Belgium's capital and the heart of the European Union

The Grand-Place of Brussels at golden hour
Francisco Conde Sánchez / CC BY-SA 3.0 - via Wikimedia Commons

Brussels punches far above its size as the de facto capital of the European Union. Behind the gilded baroque guild houses of the Grand-Place — one of the most ornate market squares in Europe — sits the glass-and-steel quarter where the European Commission and Parliament shape the rules of a continent. Officially bilingual in French and Dutch and thoroughly international, the Belgian capital of around two million is a city of diplomats and bureaucrats, comic-strip murals, chocolate shops, and a famously self-deprecating wit.

The city lies in the low, gently rolling country of central Belgium, drained by the small Senne River, which has been largely covered over and built upon. Elevation ranges from around 15 metres in the valley to over 100 metres in the wooded Sonian Forest on the southeastern edge, with the upper town and lower town giving Brussels its characteristic split-level geography. A mild, damp maritime climate brings frequent rain and grey skies, and generous parks and the great forest soften the dense urban core.

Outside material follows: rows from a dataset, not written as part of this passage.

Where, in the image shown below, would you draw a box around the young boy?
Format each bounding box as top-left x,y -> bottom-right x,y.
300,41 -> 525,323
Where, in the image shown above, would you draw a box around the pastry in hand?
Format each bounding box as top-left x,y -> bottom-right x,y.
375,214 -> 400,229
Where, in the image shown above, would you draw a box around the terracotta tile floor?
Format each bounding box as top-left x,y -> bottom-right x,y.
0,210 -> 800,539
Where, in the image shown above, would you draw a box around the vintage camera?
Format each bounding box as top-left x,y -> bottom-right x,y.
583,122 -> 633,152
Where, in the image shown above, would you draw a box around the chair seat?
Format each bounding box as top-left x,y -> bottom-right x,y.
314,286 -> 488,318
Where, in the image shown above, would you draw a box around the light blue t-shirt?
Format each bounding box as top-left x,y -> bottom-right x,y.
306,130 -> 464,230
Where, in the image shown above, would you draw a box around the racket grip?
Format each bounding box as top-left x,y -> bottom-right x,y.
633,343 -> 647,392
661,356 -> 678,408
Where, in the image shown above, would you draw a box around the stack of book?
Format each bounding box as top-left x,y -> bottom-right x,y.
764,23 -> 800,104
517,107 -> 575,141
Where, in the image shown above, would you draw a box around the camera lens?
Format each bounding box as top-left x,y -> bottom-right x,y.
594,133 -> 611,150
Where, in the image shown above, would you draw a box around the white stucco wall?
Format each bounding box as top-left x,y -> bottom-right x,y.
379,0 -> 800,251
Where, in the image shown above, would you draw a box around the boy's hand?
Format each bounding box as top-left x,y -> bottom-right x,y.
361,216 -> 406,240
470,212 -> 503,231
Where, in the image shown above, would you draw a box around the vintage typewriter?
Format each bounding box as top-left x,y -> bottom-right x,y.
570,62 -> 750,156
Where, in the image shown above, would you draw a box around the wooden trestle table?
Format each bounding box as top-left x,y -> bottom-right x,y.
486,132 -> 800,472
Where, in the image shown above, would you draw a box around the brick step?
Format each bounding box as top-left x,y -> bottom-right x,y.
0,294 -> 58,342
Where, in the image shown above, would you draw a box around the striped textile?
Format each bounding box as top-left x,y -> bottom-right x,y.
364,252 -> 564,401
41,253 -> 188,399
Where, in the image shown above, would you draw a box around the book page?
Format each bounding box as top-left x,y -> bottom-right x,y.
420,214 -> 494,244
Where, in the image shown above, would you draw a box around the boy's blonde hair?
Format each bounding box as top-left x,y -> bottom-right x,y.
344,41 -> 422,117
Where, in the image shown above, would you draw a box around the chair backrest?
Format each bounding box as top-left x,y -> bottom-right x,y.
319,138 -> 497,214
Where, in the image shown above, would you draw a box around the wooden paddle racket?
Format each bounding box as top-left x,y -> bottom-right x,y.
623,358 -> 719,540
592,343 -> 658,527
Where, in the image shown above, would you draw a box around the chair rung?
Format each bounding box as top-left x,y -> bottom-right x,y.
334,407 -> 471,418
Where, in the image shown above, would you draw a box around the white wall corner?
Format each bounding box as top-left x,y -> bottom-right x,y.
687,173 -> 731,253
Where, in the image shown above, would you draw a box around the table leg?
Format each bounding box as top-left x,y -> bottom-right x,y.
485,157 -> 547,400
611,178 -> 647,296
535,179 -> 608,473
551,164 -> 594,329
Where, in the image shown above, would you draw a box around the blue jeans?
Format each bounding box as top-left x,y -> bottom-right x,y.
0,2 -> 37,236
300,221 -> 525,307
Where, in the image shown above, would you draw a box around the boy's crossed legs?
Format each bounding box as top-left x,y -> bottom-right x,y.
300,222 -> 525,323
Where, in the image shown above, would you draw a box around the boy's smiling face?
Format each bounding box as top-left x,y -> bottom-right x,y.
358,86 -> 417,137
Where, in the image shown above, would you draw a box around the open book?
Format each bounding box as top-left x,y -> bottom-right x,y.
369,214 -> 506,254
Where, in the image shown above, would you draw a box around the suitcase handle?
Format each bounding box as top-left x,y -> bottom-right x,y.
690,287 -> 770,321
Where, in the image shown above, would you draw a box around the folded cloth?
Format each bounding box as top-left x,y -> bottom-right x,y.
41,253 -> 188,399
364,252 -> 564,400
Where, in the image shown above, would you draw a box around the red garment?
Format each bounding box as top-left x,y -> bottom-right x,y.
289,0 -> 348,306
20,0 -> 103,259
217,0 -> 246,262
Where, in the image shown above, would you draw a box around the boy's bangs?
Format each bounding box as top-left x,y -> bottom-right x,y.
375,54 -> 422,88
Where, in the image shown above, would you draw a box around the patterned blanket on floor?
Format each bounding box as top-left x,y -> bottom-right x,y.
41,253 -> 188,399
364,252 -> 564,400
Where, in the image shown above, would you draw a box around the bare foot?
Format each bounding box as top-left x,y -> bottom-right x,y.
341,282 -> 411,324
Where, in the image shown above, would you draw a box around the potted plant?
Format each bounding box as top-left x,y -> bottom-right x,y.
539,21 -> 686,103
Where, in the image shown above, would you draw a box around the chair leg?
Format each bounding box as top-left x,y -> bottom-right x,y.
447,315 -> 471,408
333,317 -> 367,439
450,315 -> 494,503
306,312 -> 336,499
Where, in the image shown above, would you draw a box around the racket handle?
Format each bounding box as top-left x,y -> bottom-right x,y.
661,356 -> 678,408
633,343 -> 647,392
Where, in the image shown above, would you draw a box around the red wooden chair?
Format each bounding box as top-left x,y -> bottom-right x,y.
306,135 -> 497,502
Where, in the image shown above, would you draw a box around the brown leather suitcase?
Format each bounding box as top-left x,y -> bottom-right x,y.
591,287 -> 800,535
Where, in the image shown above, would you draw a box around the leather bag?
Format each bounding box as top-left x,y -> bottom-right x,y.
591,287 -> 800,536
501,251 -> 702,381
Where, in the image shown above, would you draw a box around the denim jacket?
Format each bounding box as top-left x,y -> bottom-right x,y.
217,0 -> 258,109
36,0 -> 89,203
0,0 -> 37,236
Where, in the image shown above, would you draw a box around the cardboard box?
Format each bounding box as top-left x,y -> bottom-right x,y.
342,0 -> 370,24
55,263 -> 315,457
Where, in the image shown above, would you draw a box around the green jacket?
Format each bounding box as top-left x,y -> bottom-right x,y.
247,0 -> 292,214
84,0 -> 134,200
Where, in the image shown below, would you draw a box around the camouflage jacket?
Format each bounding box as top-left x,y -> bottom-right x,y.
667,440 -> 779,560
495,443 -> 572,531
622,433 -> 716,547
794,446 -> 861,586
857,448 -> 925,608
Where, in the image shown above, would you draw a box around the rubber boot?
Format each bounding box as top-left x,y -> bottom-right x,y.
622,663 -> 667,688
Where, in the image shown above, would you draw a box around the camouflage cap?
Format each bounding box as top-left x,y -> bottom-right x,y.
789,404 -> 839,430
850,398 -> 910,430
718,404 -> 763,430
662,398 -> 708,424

Brussels began as a tenth-century fortified settlement on the Senne and grew into a prosperous Burgundian and Habsburg town famous for its tapestries and lace. It became capital of independent Belgium in 1831 and, after the Second World War, the headquarters of the institutions that became the European Union and of NATO. Today Brussels is Belgium's capital, the political center of the EU, and a crossroads where the Germanic and Latin worlds of Europe meet.